A data-driven, model-free approach to modeling the temporal evolution of physical systems mitigates the need for explicit knowledge of the governing equations. Even when physical priors such as partial differential equations are available, such systems often reside in high-dimensional state spaces and exhibit nonlinear dynamics, making traditional numerical solvers computationally expensive and ill-suited for real-time analysis and control. Consider the problem of learning a parametric flow of a dynamical system: with an initial field and a set of physical parameters, we aim to predict the system's evolution over time in a way that supports long-horizon rollouts, generalization to unseen parameters, and spectral analysis. We propose a physics-coded neural field parameterization of the Koopman operator's spectral decomposition. Unlike a physics-constrained neural field, which fits a single solution surface, and neural operators, which directly approximate the solution operator at fixed time horizons, our model learns a factorized flow operator that decouples spatial modes and temporal evolution. This structure exposes underlying eigenvalues, modes, and stability of the underlying physical process to enable stable long-term rollouts, interpolation across parameter spaces, and spectral analysis. We demonstrate the efficacy of our method on a range of dynamics problems, showcasing its ability to accurately predict complex spatiotemporal phenomena while providing insights into the system's dynamic behavior.

Figures (10)

• Figure 1: Physics-Coded Neural DMD Pipeline. From left to right: (1) Input dataset at full resolution, (2) Nonlinear optimization using spatial coordinates and physics code, (3) Neural DMD output with continuous eigenvectors $\Phi$ and eigenvalues $\Lambda$ enabling space--time--physics reconstruction.
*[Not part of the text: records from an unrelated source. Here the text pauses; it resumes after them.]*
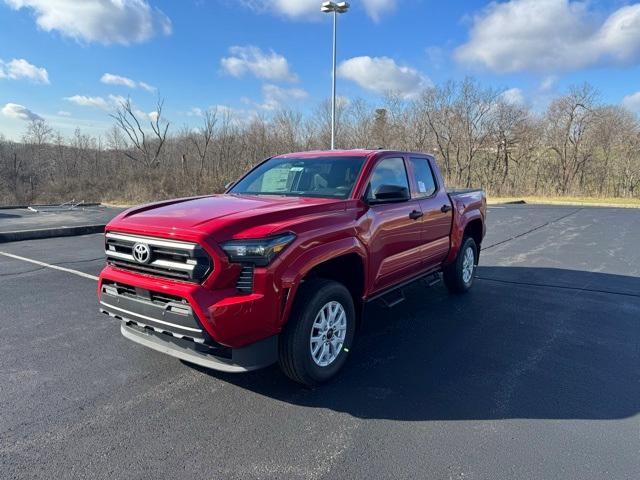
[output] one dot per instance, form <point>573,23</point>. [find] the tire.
<point>456,276</point>
<point>296,345</point>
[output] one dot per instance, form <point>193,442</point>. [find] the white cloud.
<point>117,100</point>
<point>549,36</point>
<point>548,83</point>
<point>19,112</point>
<point>101,21</point>
<point>275,97</point>
<point>632,102</point>
<point>382,75</point>
<point>85,101</point>
<point>513,96</point>
<point>270,66</point>
<point>19,68</point>
<point>111,79</point>
<point>308,9</point>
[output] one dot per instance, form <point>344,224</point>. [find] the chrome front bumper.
<point>253,357</point>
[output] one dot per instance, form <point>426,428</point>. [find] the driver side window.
<point>390,171</point>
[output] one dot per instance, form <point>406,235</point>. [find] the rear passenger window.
<point>389,171</point>
<point>425,183</point>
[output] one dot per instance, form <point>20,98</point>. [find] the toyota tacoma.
<point>280,267</point>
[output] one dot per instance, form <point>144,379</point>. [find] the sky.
<point>71,62</point>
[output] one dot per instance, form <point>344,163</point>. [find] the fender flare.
<point>295,273</point>
<point>457,232</point>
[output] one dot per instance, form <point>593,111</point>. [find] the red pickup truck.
<point>281,266</point>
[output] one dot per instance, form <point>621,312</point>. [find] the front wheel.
<point>458,277</point>
<point>315,343</point>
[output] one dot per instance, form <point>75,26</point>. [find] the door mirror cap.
<point>389,194</point>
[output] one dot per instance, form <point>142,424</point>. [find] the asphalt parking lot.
<point>533,374</point>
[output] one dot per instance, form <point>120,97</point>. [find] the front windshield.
<point>329,177</point>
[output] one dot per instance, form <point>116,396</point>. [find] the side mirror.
<point>389,194</point>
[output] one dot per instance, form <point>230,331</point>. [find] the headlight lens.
<point>260,251</point>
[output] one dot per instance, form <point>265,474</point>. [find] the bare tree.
<point>569,120</point>
<point>143,150</point>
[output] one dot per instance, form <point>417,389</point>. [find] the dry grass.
<point>588,201</point>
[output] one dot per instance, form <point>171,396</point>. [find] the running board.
<point>395,295</point>
<point>393,298</point>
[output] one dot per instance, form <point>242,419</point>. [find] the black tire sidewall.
<point>468,242</point>
<point>331,291</point>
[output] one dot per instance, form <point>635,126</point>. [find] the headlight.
<point>259,251</point>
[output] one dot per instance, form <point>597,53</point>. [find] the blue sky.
<point>71,61</point>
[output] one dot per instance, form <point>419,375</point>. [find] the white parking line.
<point>47,265</point>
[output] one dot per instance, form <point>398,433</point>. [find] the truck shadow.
<point>524,343</point>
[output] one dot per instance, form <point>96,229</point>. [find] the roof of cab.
<point>356,152</point>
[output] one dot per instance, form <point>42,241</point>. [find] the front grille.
<point>160,312</point>
<point>166,258</point>
<point>244,283</point>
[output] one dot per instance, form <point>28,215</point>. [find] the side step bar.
<point>395,295</point>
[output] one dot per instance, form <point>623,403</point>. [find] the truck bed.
<point>460,191</point>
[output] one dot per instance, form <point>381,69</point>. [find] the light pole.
<point>335,8</point>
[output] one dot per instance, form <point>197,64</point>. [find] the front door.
<point>394,230</point>
<point>436,209</point>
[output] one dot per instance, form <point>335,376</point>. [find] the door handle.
<point>415,215</point>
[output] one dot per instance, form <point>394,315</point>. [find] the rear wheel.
<point>315,343</point>
<point>458,277</point>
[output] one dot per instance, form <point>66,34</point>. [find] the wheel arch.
<point>342,261</point>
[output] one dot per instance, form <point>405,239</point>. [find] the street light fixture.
<point>335,8</point>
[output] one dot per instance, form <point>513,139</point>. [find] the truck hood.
<point>211,213</point>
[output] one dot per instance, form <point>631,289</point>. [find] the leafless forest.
<point>578,146</point>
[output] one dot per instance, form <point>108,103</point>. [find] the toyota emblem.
<point>141,253</point>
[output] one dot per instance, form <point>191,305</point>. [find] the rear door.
<point>395,228</point>
<point>436,208</point>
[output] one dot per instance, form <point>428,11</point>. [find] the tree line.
<point>577,146</point>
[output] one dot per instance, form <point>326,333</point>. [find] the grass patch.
<point>591,201</point>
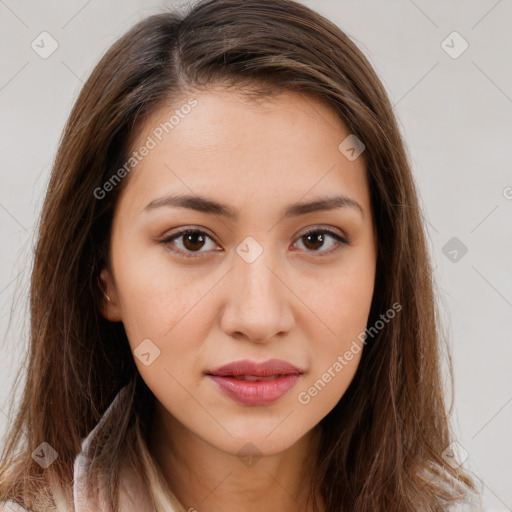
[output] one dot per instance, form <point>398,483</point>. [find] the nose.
<point>258,301</point>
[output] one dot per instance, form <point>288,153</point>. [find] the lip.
<point>228,379</point>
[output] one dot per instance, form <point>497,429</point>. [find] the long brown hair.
<point>381,446</point>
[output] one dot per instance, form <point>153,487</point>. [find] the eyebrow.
<point>210,206</point>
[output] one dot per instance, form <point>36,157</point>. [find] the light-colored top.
<point>131,498</point>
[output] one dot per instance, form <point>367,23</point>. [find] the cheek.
<point>159,300</point>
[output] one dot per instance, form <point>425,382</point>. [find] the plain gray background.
<point>456,117</point>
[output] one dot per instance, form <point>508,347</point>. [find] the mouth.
<point>250,383</point>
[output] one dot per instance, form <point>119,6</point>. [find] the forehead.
<point>280,149</point>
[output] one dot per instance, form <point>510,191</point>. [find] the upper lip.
<point>262,369</point>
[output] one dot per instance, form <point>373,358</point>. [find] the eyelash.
<point>341,242</point>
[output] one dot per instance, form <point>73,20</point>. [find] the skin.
<point>204,311</point>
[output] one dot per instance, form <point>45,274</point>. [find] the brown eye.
<point>314,240</point>
<point>193,240</point>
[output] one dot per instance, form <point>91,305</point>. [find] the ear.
<point>108,299</point>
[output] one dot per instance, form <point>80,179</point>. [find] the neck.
<point>207,479</point>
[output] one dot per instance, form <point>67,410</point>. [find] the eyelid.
<point>341,239</point>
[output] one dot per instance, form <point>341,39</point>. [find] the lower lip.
<point>255,392</point>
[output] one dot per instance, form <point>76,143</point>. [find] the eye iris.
<point>193,239</point>
<point>316,235</point>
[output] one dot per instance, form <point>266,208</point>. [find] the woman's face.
<point>248,283</point>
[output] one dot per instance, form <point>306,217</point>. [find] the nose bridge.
<point>257,303</point>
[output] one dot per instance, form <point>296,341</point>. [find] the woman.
<point>232,300</point>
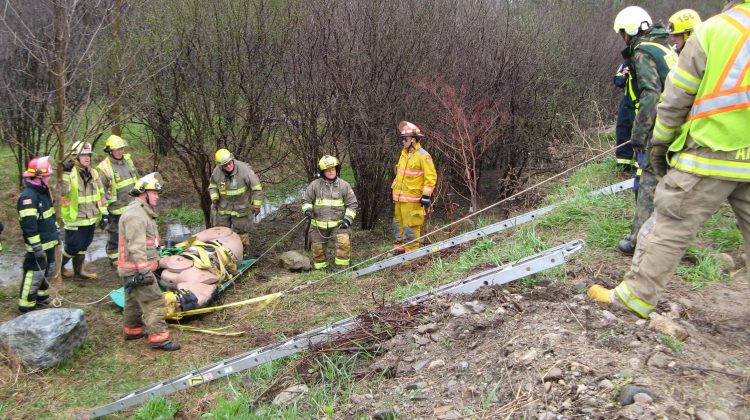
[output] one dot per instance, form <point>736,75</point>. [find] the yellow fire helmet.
<point>631,20</point>
<point>683,21</point>
<point>114,142</point>
<point>223,156</point>
<point>150,182</point>
<point>327,162</point>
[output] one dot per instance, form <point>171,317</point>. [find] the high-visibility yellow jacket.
<point>82,199</point>
<point>139,240</point>
<point>235,191</point>
<point>415,175</point>
<point>706,105</point>
<point>118,177</point>
<point>330,201</point>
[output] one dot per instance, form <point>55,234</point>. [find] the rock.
<point>658,360</point>
<point>529,357</point>
<point>606,384</point>
<point>427,328</point>
<point>553,375</point>
<point>290,394</point>
<point>295,262</point>
<point>457,310</point>
<point>436,364</point>
<point>45,338</point>
<point>642,398</point>
<point>628,392</point>
<point>727,262</point>
<point>475,307</point>
<point>665,325</point>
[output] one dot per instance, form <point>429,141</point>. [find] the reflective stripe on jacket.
<point>82,201</point>
<point>415,175</point>
<point>330,201</point>
<point>36,216</point>
<point>117,177</point>
<point>236,190</point>
<point>706,106</point>
<point>138,250</point>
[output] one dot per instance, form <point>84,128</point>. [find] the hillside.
<point>536,348</point>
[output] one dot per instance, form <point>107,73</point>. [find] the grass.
<point>671,342</point>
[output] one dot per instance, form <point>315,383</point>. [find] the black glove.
<point>104,222</point>
<point>40,257</point>
<point>425,200</point>
<point>68,165</point>
<point>658,159</point>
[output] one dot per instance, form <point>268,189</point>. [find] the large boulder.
<point>45,338</point>
<point>295,262</point>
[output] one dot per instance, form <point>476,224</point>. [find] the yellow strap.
<point>262,300</point>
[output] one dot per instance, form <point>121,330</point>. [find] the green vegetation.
<point>671,342</point>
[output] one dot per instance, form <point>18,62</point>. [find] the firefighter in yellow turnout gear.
<point>412,188</point>
<point>701,132</point>
<point>118,175</point>
<point>83,206</point>
<point>331,206</point>
<point>138,257</point>
<point>236,194</point>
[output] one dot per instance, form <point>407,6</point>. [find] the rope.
<point>538,184</point>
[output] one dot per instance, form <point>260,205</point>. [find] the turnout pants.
<point>78,239</point>
<point>144,306</point>
<point>683,203</point>
<point>407,221</point>
<point>319,240</point>
<point>35,284</point>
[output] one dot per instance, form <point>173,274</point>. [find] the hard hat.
<point>407,129</point>
<point>327,162</point>
<point>148,182</point>
<point>114,142</point>
<point>631,20</point>
<point>80,148</point>
<point>223,156</point>
<point>683,21</point>
<point>40,166</point>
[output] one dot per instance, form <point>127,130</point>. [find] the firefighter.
<point>118,174</point>
<point>83,206</point>
<point>412,188</point>
<point>701,132</point>
<point>680,27</point>
<point>138,257</point>
<point>39,228</point>
<point>331,206</point>
<point>236,194</point>
<point>649,52</point>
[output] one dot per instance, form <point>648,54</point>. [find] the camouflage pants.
<point>319,239</point>
<point>144,305</point>
<point>683,203</point>
<point>644,205</point>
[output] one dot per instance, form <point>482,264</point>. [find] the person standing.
<point>236,194</point>
<point>83,206</point>
<point>143,314</point>
<point>701,132</point>
<point>330,204</point>
<point>412,189</point>
<point>651,57</point>
<point>118,174</point>
<point>39,229</point>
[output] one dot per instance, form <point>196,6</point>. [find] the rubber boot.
<point>166,345</point>
<point>626,246</point>
<point>80,268</point>
<point>65,272</point>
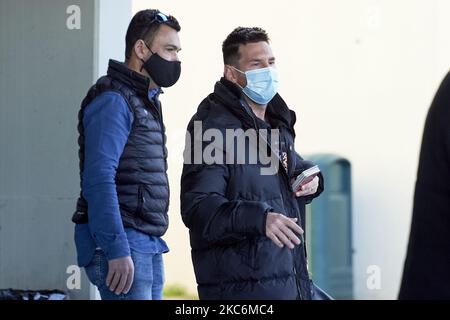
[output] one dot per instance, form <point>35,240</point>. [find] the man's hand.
<point>281,230</point>
<point>120,275</point>
<point>309,188</point>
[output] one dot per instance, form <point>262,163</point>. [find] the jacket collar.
<point>277,111</point>
<point>133,79</point>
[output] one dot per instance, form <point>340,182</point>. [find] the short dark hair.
<point>143,26</point>
<point>241,35</point>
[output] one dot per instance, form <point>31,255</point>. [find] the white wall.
<point>359,73</point>
<point>113,19</point>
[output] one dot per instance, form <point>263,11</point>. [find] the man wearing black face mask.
<point>122,209</point>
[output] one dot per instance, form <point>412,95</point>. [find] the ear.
<point>230,74</point>
<point>140,49</point>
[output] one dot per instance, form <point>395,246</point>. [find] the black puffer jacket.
<point>141,178</point>
<point>426,273</point>
<point>225,208</point>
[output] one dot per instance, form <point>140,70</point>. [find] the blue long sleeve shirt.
<point>107,122</point>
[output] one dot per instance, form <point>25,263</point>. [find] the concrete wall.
<point>359,73</point>
<point>45,70</point>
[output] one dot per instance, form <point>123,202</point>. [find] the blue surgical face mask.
<point>262,84</point>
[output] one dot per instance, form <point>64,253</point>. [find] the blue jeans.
<point>148,276</point>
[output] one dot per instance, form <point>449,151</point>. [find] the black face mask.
<point>165,73</point>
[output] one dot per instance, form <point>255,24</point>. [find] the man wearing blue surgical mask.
<point>246,228</point>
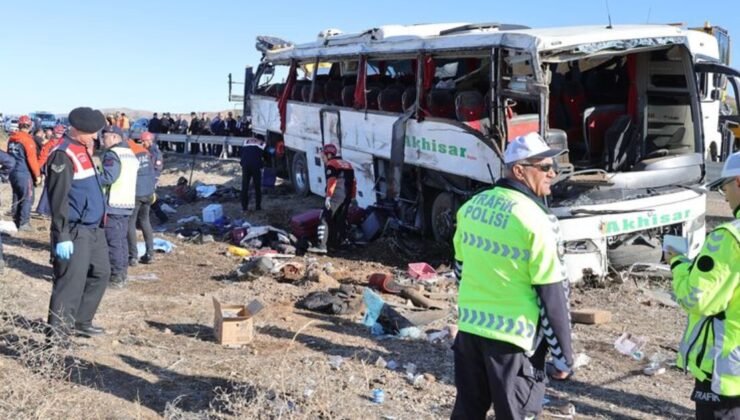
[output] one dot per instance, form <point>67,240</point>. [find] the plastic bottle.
<point>239,251</point>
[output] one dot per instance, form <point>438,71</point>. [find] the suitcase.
<point>305,225</point>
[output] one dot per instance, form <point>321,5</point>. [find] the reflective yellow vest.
<point>122,193</point>
<point>707,288</point>
<point>507,244</point>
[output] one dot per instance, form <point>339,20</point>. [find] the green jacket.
<point>707,288</point>
<point>508,245</point>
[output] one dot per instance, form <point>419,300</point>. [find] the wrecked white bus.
<point>424,112</point>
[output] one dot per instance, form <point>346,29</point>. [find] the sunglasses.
<point>544,167</point>
<point>722,186</point>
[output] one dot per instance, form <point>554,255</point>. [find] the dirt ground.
<point>159,358</point>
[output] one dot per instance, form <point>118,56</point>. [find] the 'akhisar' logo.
<point>427,145</point>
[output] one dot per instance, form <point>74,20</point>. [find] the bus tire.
<point>442,217</point>
<point>299,174</point>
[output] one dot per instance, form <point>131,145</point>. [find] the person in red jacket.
<point>341,189</point>
<point>26,173</point>
<point>55,140</point>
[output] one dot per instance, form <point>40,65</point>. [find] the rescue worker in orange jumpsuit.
<point>26,173</point>
<point>341,189</point>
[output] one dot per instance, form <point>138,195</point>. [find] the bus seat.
<point>389,99</point>
<point>469,106</point>
<point>520,125</point>
<point>297,94</point>
<point>333,92</point>
<point>371,97</point>
<point>596,120</point>
<point>441,103</point>
<point>348,95</point>
<point>408,98</point>
<point>470,110</point>
<point>318,93</point>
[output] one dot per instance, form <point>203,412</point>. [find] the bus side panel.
<point>365,175</point>
<point>265,115</point>
<point>434,145</point>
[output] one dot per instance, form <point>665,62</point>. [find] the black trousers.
<point>494,372</point>
<point>710,406</point>
<point>333,225</point>
<point>251,175</point>
<point>116,234</point>
<point>140,218</point>
<point>79,282</point>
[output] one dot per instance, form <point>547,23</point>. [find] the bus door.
<point>721,77</point>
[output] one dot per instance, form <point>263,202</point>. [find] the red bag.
<point>305,225</point>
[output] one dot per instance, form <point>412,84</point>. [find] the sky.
<point>174,56</point>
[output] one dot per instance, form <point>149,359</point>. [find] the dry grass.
<point>33,371</point>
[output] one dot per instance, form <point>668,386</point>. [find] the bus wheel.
<point>442,220</point>
<point>299,175</point>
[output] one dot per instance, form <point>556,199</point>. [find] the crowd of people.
<point>94,211</point>
<point>513,310</point>
<point>199,126</point>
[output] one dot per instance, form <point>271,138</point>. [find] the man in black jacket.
<point>155,125</point>
<point>252,164</point>
<point>7,163</point>
<point>195,127</point>
<point>80,250</point>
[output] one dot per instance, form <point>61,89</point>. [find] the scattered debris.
<point>324,302</point>
<point>421,271</point>
<point>336,362</point>
<point>160,245</point>
<point>8,227</point>
<point>205,191</point>
<point>590,316</point>
<point>212,213</point>
<point>420,300</point>
<point>383,282</point>
<point>319,276</point>
<point>292,271</point>
<point>144,277</point>
<point>662,297</point>
<point>378,396</point>
<point>232,324</point>
<point>580,360</point>
<point>167,208</point>
<point>238,251</point>
<point>191,219</point>
<point>630,345</point>
<point>254,268</point>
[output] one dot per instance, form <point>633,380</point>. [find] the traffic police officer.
<point>341,188</point>
<point>7,163</point>
<point>512,301</point>
<point>80,250</point>
<point>120,167</point>
<point>146,180</point>
<point>26,173</point>
<point>707,289</point>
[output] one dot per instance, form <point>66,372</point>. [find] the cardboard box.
<point>232,324</point>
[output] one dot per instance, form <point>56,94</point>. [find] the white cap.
<point>730,170</point>
<point>529,146</point>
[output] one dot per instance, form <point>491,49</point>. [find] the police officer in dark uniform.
<point>7,163</point>
<point>79,247</point>
<point>252,162</point>
<point>341,188</point>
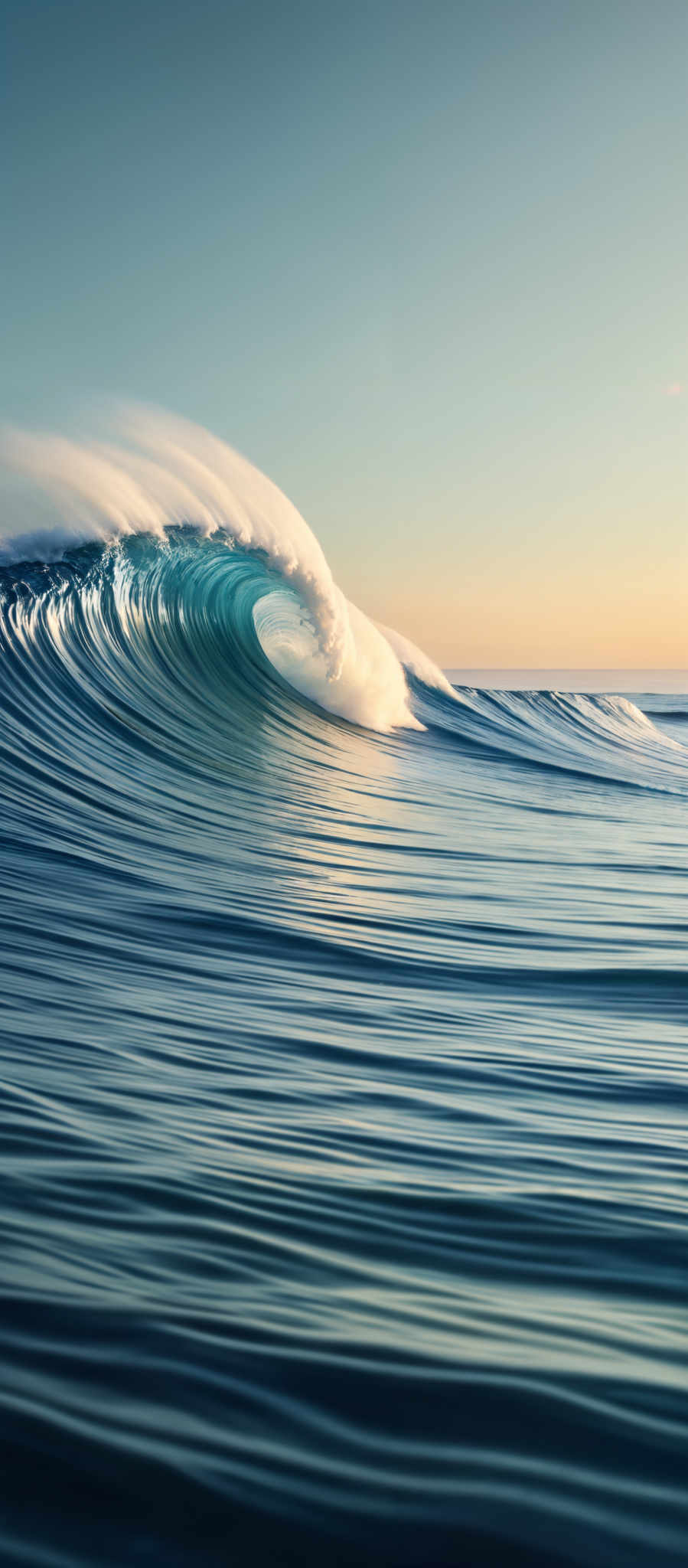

• Figure 2: Burgers' Equation. Spatio-temporal visualization of the solution $u(x,t)$ for the same test case (horizontal axis: $x$, vertical axis: $t$, $u(0,0)$ corresponds to the bottom-left corner of each subplot.
• Figure 3: Kármán vortex street. Qualitative comparison of flow-field predictions under varying obstacle positions. KAE and P-DMD exhibit a noticeable double-shadow artifact (see zoom-ins), while our neural-field parameterization yields smoother transitions across physics conditions and remains close to the ground truth (GT). All heatmaps share the same color scale.
• Figure 4: Physics code for airfoil parameterization and qualitative rollouts.Top: Illustration of the physics code that maps a 6-dimensional parameter vector to an airfoil geometry, including a radar-style view of the six CST parameters (upper/lower surface controls, trailing-edge thickness, and clockwise rotation). Bottom: Representative examples showing the generated airfoil shapes (left) and the corresponding flow-field predictions over time (right), comparing ground truth (GT) with Ours under different parameter settings in the test set. All heatmaps share the same color scale.
• Figure 5: Comparison of basis functions (real part) for the full INR-DMD and ablations. For the deflation baseline, we show the basis learned at each stage; for the non-deflation baseline, we visualize the four lowest-frequency modes. The full pipeline learns clean, symmetric, frequency-separated bases with low inter-mode correlation, whereas removing orthogonality, long-horizon loss, or deflation yields noisier and highly correlated modes, and removing conjugate pairing breaks spectral symmetry.